Spence, tears brimming in his eyes, raised the bucket and poured the rest of the water over the leg. They then tore up one of Gita's muslin sacks to use as a bandage; they wrapped what was left of the limb carefully and neatly in the dry cloth. They started to strip the sopping coverings from the beggar to clean him up, but he clutched at them so furiously that they let him keep his rags.
Gita offered more fruit, speaking softly in the man's tongue, explaining that they were not going to hurt him and did not expect to be paid for their kindness. The beggar gingerly accepted the fruit and opened his mouth, full of blackened, rotting teeth, to eat.
He took two or three mouthfuls and then lay back, still watching them as if he expected them to pounce on him at any moment. He closed his eyes and, with a long whimper and a violent shake of his bones, he died.
Spence could not understand why the beggar died so suddenly and so quietly. He looked at the still body in amazement, and then turned abruptly away.
"Spence, it's all right," said Adjani, coming close to him.

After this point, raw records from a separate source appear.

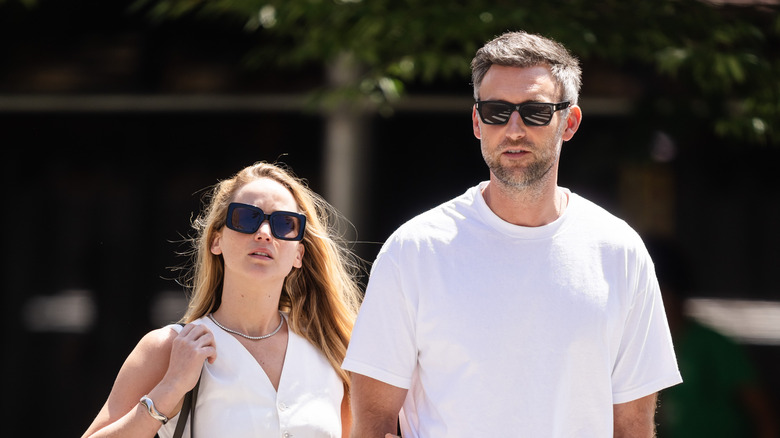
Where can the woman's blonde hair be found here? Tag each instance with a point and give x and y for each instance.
(322, 297)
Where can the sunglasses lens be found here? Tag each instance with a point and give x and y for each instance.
(245, 220)
(285, 226)
(536, 114)
(495, 113)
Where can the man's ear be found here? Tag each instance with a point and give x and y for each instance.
(475, 122)
(572, 122)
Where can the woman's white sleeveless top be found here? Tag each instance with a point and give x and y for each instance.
(236, 399)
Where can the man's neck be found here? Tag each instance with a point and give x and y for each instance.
(528, 207)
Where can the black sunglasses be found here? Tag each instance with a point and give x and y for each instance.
(285, 225)
(498, 112)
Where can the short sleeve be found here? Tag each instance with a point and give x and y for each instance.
(383, 344)
(646, 361)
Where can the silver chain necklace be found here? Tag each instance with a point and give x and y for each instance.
(254, 338)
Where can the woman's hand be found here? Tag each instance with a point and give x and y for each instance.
(191, 348)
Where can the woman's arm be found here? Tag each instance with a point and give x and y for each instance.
(346, 417)
(164, 365)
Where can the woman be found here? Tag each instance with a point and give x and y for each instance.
(272, 308)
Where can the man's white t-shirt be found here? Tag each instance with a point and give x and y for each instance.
(501, 330)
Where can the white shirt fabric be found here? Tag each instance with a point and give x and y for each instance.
(501, 330)
(237, 400)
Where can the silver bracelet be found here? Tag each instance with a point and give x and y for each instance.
(157, 415)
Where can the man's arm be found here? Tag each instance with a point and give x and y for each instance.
(635, 419)
(375, 407)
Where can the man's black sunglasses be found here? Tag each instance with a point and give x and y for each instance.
(285, 225)
(498, 112)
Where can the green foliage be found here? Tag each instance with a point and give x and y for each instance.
(723, 56)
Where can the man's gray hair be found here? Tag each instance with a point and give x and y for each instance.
(521, 49)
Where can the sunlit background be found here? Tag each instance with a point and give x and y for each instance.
(116, 115)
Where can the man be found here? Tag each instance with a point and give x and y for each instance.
(518, 309)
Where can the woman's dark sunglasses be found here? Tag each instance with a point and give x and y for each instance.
(285, 225)
(498, 112)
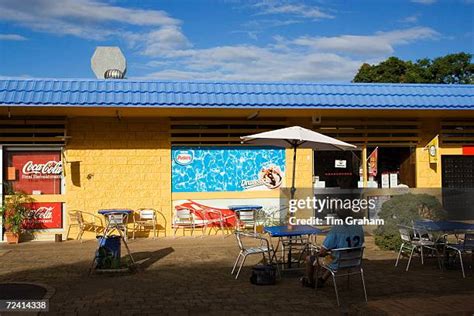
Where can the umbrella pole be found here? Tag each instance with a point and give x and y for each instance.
(293, 188)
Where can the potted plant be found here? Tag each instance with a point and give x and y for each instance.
(15, 210)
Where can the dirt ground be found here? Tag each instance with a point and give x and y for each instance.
(192, 276)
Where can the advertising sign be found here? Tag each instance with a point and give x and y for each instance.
(433, 150)
(372, 161)
(44, 215)
(38, 171)
(221, 169)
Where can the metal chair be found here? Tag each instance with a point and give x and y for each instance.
(264, 248)
(76, 219)
(246, 219)
(213, 218)
(146, 218)
(184, 218)
(349, 262)
(413, 240)
(461, 248)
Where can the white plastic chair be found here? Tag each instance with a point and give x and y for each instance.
(213, 219)
(264, 249)
(146, 218)
(349, 262)
(246, 219)
(413, 240)
(461, 248)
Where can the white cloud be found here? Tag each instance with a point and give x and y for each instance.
(381, 43)
(302, 59)
(269, 7)
(82, 18)
(424, 1)
(410, 19)
(12, 37)
(170, 55)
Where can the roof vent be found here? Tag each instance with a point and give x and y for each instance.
(113, 74)
(108, 62)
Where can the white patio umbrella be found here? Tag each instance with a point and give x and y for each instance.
(297, 137)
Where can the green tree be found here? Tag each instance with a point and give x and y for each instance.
(449, 69)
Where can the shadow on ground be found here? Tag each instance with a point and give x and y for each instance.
(196, 279)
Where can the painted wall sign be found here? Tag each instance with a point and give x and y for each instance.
(340, 164)
(44, 216)
(221, 169)
(184, 157)
(433, 150)
(38, 171)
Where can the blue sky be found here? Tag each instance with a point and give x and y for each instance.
(255, 40)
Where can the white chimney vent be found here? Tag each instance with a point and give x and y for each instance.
(108, 62)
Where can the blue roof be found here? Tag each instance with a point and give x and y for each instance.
(199, 94)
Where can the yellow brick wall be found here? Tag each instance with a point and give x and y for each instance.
(123, 164)
(429, 175)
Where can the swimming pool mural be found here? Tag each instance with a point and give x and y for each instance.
(221, 169)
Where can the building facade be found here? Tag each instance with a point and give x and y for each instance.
(94, 144)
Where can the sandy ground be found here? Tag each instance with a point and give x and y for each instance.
(192, 276)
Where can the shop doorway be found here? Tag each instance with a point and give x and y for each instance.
(457, 180)
(395, 160)
(337, 169)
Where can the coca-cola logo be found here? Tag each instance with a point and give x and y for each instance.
(51, 167)
(42, 213)
(184, 158)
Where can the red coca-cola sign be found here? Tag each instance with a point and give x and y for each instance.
(35, 172)
(44, 215)
(49, 170)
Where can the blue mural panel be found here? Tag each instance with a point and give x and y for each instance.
(221, 169)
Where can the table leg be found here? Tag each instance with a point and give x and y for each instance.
(289, 252)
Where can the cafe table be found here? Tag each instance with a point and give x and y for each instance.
(447, 227)
(246, 214)
(290, 236)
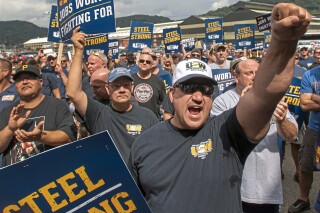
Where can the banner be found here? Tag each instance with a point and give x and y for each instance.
(244, 36)
(94, 17)
(96, 43)
(189, 43)
(214, 31)
(292, 98)
(172, 40)
(114, 48)
(84, 176)
(266, 39)
(223, 77)
(141, 34)
(53, 30)
(264, 22)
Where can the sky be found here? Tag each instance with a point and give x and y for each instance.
(35, 10)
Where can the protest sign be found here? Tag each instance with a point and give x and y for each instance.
(189, 43)
(96, 43)
(93, 17)
(244, 36)
(114, 48)
(223, 77)
(53, 30)
(266, 39)
(214, 31)
(140, 36)
(292, 98)
(84, 176)
(264, 22)
(172, 40)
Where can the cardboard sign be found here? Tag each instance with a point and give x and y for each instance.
(94, 17)
(53, 31)
(84, 176)
(172, 40)
(244, 36)
(189, 43)
(114, 48)
(266, 39)
(96, 43)
(292, 98)
(141, 34)
(214, 32)
(223, 77)
(264, 22)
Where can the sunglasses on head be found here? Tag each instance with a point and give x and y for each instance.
(205, 89)
(96, 53)
(142, 61)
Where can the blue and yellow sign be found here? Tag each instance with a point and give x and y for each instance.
(96, 43)
(94, 17)
(172, 40)
(266, 39)
(223, 77)
(244, 36)
(214, 31)
(141, 34)
(84, 176)
(53, 30)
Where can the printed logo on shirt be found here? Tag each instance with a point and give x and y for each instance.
(201, 150)
(143, 92)
(135, 129)
(7, 98)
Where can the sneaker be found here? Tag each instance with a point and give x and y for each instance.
(296, 177)
(299, 206)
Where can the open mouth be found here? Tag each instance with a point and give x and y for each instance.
(194, 110)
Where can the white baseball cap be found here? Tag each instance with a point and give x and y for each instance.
(192, 68)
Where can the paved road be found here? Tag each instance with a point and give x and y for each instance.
(291, 188)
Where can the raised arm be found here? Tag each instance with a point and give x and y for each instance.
(288, 24)
(74, 86)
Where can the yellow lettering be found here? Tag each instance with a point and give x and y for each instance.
(69, 188)
(51, 197)
(87, 181)
(105, 205)
(30, 201)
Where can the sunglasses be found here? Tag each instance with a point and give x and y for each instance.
(195, 55)
(206, 89)
(142, 61)
(96, 53)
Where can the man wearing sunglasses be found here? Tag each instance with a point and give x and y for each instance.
(268, 196)
(149, 89)
(193, 162)
(123, 120)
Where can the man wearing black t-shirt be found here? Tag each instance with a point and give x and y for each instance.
(194, 163)
(36, 122)
(123, 120)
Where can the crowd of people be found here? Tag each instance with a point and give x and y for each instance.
(189, 146)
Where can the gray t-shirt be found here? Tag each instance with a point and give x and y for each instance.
(192, 171)
(217, 66)
(123, 127)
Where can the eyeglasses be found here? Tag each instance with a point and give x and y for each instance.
(205, 89)
(195, 55)
(142, 61)
(96, 53)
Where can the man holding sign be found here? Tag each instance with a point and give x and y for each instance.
(193, 163)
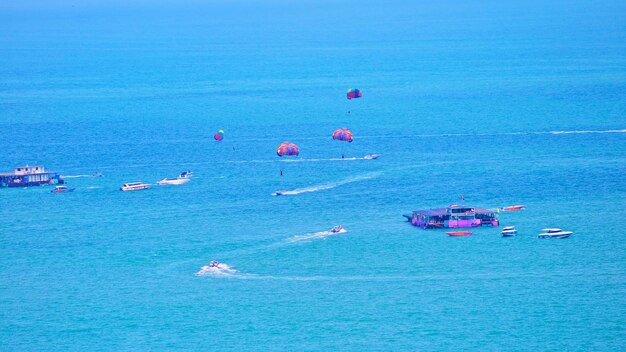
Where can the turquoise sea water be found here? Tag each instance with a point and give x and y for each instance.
(505, 103)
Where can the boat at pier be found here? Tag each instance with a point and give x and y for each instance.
(62, 189)
(454, 216)
(134, 186)
(29, 176)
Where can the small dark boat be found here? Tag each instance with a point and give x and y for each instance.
(62, 189)
(509, 231)
(459, 233)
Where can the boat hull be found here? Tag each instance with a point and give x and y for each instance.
(459, 233)
(554, 236)
(135, 188)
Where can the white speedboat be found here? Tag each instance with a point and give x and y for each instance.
(337, 229)
(134, 186)
(554, 233)
(173, 181)
(508, 231)
(371, 156)
(185, 174)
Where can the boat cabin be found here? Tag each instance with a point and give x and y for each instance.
(26, 176)
(454, 216)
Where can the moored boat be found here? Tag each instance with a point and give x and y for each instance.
(459, 233)
(508, 231)
(554, 233)
(28, 176)
(134, 186)
(454, 216)
(62, 189)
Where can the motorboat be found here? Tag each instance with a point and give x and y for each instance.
(134, 186)
(371, 156)
(459, 233)
(514, 208)
(338, 229)
(185, 174)
(508, 231)
(554, 233)
(62, 189)
(173, 181)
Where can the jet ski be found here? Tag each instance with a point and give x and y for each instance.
(337, 229)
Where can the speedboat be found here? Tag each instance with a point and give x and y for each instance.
(173, 181)
(554, 233)
(509, 231)
(514, 208)
(459, 233)
(134, 186)
(337, 229)
(62, 189)
(371, 156)
(185, 174)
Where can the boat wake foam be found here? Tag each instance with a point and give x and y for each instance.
(219, 270)
(79, 176)
(330, 185)
(313, 236)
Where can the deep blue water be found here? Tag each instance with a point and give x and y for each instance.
(503, 102)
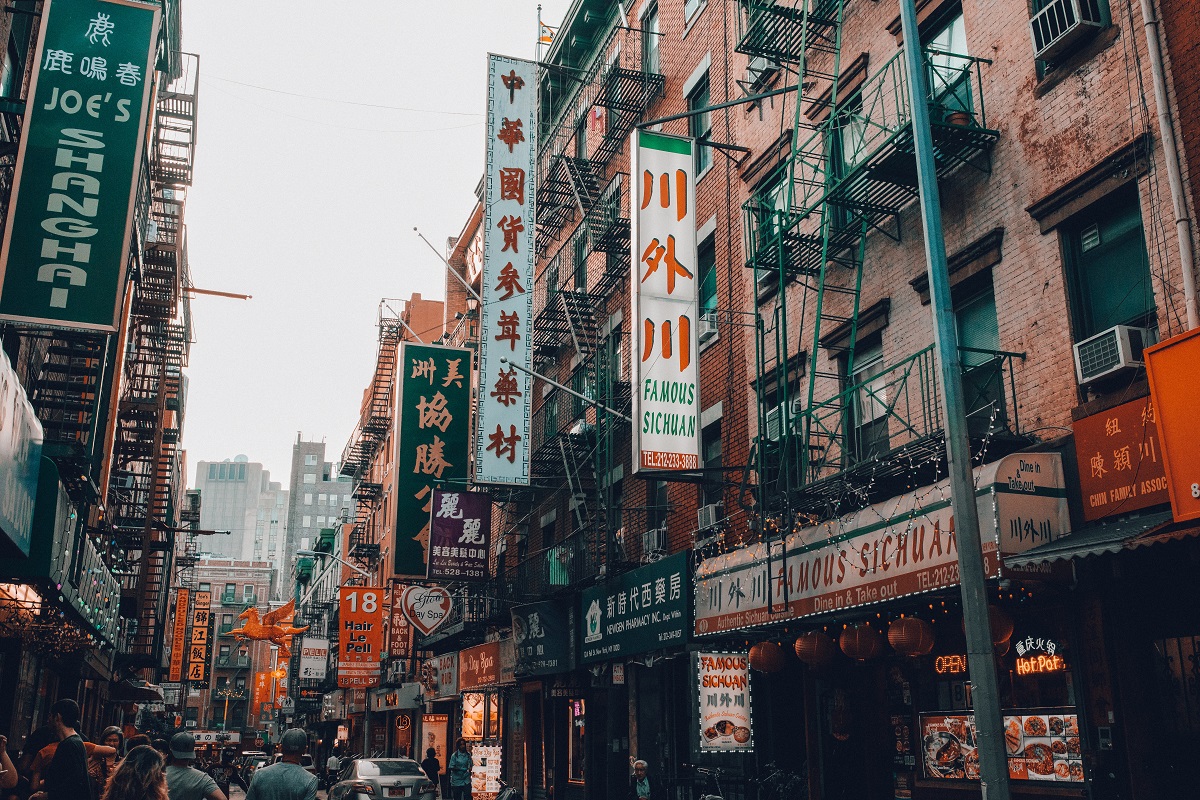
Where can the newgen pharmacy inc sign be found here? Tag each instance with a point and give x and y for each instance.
(66, 242)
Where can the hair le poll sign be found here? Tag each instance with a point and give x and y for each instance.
(66, 242)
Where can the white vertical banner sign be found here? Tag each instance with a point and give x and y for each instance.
(665, 286)
(505, 396)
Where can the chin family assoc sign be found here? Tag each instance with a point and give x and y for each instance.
(66, 242)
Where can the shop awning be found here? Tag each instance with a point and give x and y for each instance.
(1107, 537)
(136, 691)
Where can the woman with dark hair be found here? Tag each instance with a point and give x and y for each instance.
(138, 777)
(101, 768)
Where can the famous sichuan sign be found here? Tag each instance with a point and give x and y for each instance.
(275, 627)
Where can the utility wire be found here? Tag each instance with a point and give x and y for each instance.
(337, 100)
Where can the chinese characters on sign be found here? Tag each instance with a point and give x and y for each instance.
(502, 426)
(66, 241)
(313, 657)
(360, 636)
(725, 723)
(179, 636)
(544, 636)
(201, 641)
(1120, 459)
(433, 433)
(641, 611)
(664, 284)
(459, 535)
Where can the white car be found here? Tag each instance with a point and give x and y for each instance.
(373, 779)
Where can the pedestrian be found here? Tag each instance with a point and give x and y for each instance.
(431, 765)
(101, 767)
(66, 777)
(139, 776)
(184, 781)
(286, 779)
(7, 771)
(333, 767)
(640, 783)
(460, 768)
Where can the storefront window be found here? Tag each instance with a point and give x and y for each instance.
(575, 741)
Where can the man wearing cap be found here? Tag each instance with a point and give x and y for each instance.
(184, 781)
(286, 780)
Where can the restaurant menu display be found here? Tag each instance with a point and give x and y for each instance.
(1042, 746)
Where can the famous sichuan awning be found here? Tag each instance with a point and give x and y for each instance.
(1103, 537)
(903, 546)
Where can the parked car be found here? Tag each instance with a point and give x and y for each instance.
(372, 779)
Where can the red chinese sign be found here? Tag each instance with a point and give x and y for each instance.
(1120, 459)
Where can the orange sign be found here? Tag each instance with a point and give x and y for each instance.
(1120, 459)
(179, 637)
(360, 636)
(1171, 370)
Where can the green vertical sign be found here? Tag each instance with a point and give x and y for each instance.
(432, 443)
(67, 235)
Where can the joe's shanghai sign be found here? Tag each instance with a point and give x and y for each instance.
(66, 242)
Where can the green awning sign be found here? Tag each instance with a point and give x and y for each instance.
(66, 242)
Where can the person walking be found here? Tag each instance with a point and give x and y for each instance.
(66, 779)
(184, 781)
(459, 768)
(102, 765)
(286, 780)
(431, 765)
(139, 776)
(640, 783)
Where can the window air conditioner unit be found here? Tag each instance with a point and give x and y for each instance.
(1111, 353)
(708, 516)
(1063, 24)
(654, 543)
(775, 420)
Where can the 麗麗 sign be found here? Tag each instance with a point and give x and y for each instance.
(664, 287)
(505, 397)
(66, 242)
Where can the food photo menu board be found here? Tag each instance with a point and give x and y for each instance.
(1042, 745)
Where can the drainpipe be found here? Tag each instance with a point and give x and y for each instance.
(1171, 156)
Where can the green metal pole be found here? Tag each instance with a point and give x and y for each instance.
(972, 582)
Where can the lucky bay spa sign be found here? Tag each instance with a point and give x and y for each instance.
(903, 546)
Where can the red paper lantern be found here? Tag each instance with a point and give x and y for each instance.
(861, 642)
(1001, 625)
(815, 649)
(767, 656)
(911, 636)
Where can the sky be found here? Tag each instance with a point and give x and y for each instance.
(306, 194)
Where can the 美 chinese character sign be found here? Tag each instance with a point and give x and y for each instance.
(460, 533)
(432, 441)
(502, 427)
(724, 681)
(67, 236)
(664, 286)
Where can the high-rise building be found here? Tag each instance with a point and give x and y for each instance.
(240, 497)
(319, 498)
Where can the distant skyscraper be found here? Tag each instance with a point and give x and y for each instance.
(239, 495)
(318, 497)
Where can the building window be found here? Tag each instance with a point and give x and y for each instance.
(1108, 268)
(651, 36)
(713, 488)
(706, 263)
(869, 408)
(700, 125)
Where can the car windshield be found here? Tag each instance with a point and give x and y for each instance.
(399, 767)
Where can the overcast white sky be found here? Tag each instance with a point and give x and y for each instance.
(309, 204)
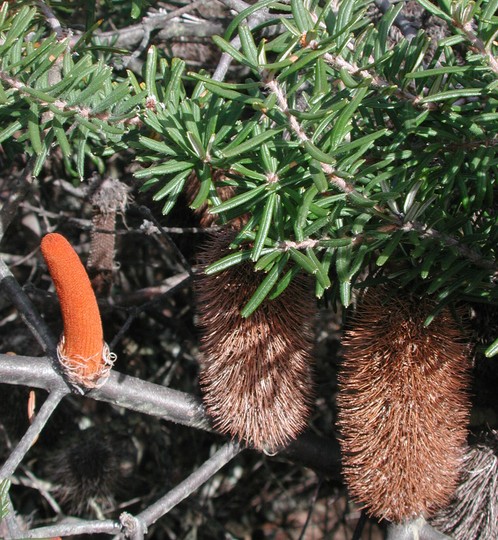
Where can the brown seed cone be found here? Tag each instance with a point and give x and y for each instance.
(403, 406)
(255, 373)
(473, 512)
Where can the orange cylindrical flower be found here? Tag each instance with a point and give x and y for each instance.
(82, 350)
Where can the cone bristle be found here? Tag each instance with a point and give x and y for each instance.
(255, 374)
(473, 512)
(403, 406)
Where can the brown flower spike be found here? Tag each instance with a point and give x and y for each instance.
(403, 406)
(255, 373)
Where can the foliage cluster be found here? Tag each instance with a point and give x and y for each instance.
(347, 150)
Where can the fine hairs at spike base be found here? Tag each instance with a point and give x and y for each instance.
(255, 372)
(403, 405)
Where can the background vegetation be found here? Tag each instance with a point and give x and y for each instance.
(357, 138)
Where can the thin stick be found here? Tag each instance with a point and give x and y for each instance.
(309, 449)
(200, 476)
(26, 309)
(34, 430)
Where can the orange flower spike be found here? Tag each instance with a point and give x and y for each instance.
(82, 350)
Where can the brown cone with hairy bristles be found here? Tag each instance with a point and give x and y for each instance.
(403, 406)
(256, 373)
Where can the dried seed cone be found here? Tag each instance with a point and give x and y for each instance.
(255, 373)
(403, 406)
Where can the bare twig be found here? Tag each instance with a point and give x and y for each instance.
(52, 19)
(129, 36)
(34, 430)
(201, 475)
(416, 529)
(406, 28)
(20, 300)
(310, 450)
(20, 189)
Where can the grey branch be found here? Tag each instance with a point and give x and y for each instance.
(416, 529)
(310, 450)
(201, 475)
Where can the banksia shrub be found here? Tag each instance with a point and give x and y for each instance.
(473, 512)
(403, 406)
(255, 373)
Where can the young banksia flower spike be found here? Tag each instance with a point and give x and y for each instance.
(403, 406)
(255, 373)
(82, 352)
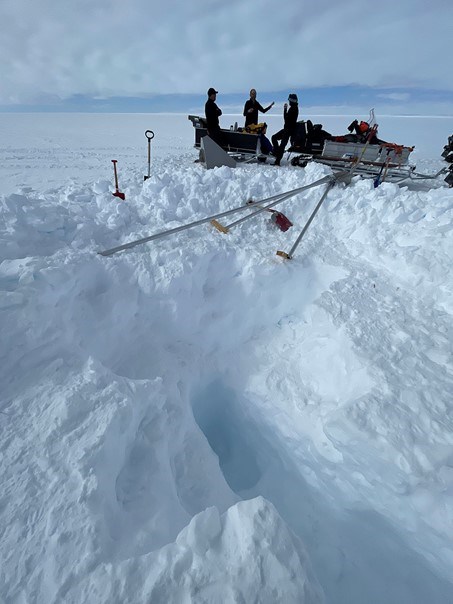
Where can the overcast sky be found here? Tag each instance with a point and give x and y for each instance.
(135, 48)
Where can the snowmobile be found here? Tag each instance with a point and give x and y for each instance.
(361, 147)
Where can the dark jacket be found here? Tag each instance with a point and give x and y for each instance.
(290, 116)
(252, 117)
(212, 113)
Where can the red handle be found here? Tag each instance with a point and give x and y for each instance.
(114, 170)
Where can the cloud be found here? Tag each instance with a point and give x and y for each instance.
(114, 48)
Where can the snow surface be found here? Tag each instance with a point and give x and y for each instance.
(198, 420)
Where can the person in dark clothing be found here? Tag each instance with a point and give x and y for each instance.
(212, 113)
(290, 120)
(251, 108)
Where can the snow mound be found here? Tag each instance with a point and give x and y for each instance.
(246, 555)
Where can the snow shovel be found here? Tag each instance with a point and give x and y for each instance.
(117, 191)
(149, 135)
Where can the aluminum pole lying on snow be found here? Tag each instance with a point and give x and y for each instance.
(279, 199)
(184, 227)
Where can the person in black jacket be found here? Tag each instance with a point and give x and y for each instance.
(290, 120)
(212, 113)
(251, 108)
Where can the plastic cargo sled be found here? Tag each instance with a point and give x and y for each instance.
(239, 145)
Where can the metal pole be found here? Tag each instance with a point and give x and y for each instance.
(184, 227)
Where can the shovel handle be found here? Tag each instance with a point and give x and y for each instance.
(149, 135)
(114, 161)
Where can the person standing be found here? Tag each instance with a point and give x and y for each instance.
(251, 108)
(290, 116)
(212, 113)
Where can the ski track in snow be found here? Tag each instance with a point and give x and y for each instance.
(145, 395)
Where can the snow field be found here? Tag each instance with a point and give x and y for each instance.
(145, 394)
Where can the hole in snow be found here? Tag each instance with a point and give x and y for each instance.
(218, 414)
(358, 556)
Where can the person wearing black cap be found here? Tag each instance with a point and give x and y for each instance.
(212, 113)
(251, 108)
(290, 120)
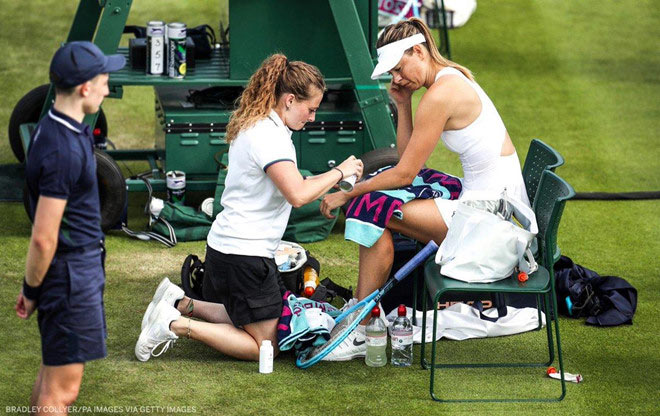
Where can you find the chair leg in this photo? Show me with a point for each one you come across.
(538, 309)
(415, 277)
(423, 361)
(548, 326)
(559, 355)
(436, 299)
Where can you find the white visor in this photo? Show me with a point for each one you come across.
(390, 54)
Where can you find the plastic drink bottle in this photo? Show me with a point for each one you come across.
(376, 340)
(310, 281)
(401, 339)
(266, 357)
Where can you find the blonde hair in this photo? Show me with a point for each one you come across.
(406, 28)
(275, 76)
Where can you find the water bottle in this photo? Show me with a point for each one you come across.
(376, 340)
(266, 357)
(310, 281)
(401, 339)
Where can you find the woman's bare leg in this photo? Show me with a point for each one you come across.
(208, 311)
(241, 343)
(421, 221)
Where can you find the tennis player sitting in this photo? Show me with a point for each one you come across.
(454, 108)
(263, 183)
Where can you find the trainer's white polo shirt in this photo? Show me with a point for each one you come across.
(255, 212)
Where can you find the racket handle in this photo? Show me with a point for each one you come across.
(429, 249)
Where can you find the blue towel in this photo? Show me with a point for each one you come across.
(368, 214)
(293, 330)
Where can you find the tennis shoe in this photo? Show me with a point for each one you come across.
(167, 291)
(354, 346)
(157, 333)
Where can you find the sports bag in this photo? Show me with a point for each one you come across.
(484, 244)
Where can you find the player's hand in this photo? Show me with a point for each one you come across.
(24, 306)
(351, 166)
(332, 201)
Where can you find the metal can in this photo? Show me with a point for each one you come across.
(155, 47)
(176, 50)
(176, 186)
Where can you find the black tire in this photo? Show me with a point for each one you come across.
(374, 160)
(112, 191)
(379, 158)
(28, 110)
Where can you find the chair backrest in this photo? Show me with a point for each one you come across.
(549, 204)
(540, 157)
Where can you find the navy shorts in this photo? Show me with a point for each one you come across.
(248, 286)
(71, 313)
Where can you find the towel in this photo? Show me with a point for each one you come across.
(304, 323)
(367, 215)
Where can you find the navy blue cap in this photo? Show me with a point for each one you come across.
(77, 62)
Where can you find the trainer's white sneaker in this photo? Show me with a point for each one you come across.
(167, 291)
(354, 346)
(157, 332)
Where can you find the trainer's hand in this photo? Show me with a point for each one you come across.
(24, 306)
(351, 166)
(332, 201)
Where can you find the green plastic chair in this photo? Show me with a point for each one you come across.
(553, 192)
(540, 157)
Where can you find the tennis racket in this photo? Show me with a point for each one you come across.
(347, 321)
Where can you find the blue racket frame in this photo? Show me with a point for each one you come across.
(313, 356)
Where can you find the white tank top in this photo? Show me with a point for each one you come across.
(479, 146)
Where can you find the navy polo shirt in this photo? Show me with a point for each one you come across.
(61, 164)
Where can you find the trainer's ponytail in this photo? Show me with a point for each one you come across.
(275, 76)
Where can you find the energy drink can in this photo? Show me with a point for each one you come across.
(176, 186)
(155, 47)
(176, 50)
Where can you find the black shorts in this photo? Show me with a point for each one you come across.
(70, 310)
(248, 286)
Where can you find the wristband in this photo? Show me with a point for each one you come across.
(342, 173)
(32, 293)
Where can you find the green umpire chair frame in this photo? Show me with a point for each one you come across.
(553, 192)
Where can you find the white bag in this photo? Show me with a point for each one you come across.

"We did the right thing. We did what we could."
Spence shook his head sadly. "It was not enough."
Gita, standing over the body with outstretched arms, said,
"See how he died, Spencer Reston? This one of the streets who in his life never knew a moment of compassion or concern knew both at the moment of death. He ate and drank and was bandaged and someone knew of his passing."
Spence looked at the body for a long time, trying to comprehend the life this discarded bit of human litter must have known.
He could not-any more than he could imagine exchanging places with a jellyfish. The gulf between their respective worlds was just too great-light-years apart.
But Spence, in an effort of pure, selfless compassion, had tried.
They wrapped the body with the governor's flag which they found rolled into the howdah and carried it a few meters into the trees beside the road. They laid it in a hollow beneath a tree and with their hands covered it with rain-damp earth.
"Father," said Adjani as they stood over the grave, "receive one of your own."
They climbed silently back onto the elephant once more and rode on into Siliguri.